Gill, co-director of the Yale Program on Aging, focuses on understanding the causes of functional decline and disability among community-living older persons, and on developing strategies to forestall the onset and progression of disability among at-risk elders.

In 1997, Gill embarked on an ambitious study known as the Precipitating Events Project. Since then, Gill and his team have overturned previous views about chronic disability among the elderly and revealed that older Americans surmount most physical setbacks with remarkable resiliency, and that functional decline can be prevented through targeted preventive measures.
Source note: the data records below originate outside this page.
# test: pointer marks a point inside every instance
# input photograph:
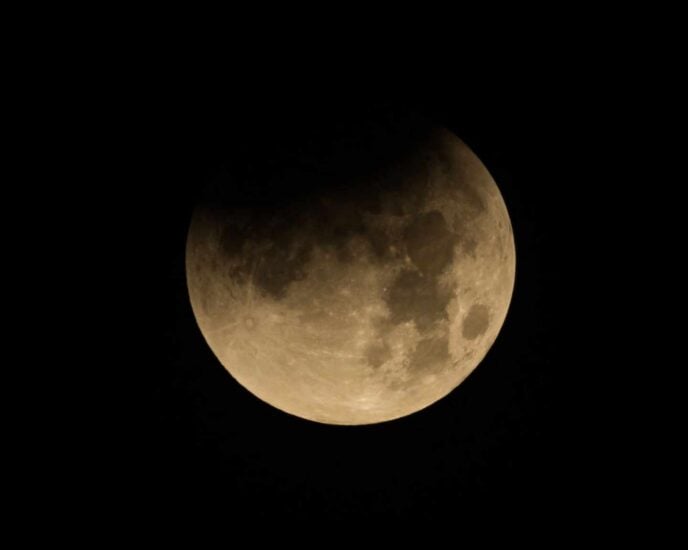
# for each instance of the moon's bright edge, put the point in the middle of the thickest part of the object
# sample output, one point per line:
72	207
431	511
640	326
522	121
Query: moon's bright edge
364	303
In 2006, the National Institute on Aging (NIA) recognized Gill’s accomplishments with a $3.2 million merit award that allowed him to follow his study group for several more years.

Gill’s other research interests include the epidemiology and prevention of bathing disability and the epidemiology of frailty. He is currently a key investigator, with primary responsibility for assessments, for two large, NIA-sponsored multisite clinical trials. Gill’s mentorship program in disability and disabling disorders has been supported for the past seven years by a Midcareer Development Award from the NIA.

At Yale, Gill is also the director of the Research Career Development Core at the Claude D. Pepper Older American Independence Center, director of the Section of Geriatrics of the Center for Disability and Disabling Disorders, and co-director of the Yale Fellowship in Geriatric Medicine and Clinical Epidemiology. He received his research training in clinical epidemiology as a Robert Wood Johnson Clinical Scholar at Yale and joined the faculty in 1994 after completing an additional year as a geriatrics fellow, and subsequently competed successfully for an NIA Academic Award, the Paul Beeson Physician Faculty Scholars in Aging Research Award, and the Robert Wood Johnson Generalist Physician Faculty Scholar Award.

For his professional contributions, Gill has been honored with the 2001 Outstanding Scientific Achievement for Clinical Investigation Award from the American Geriatrics Society, the 2009 Ewald W. Busse Research Award in the Biomedical Sciences, and election to American Society of Clinical Investigation and Interurban Clinical Club.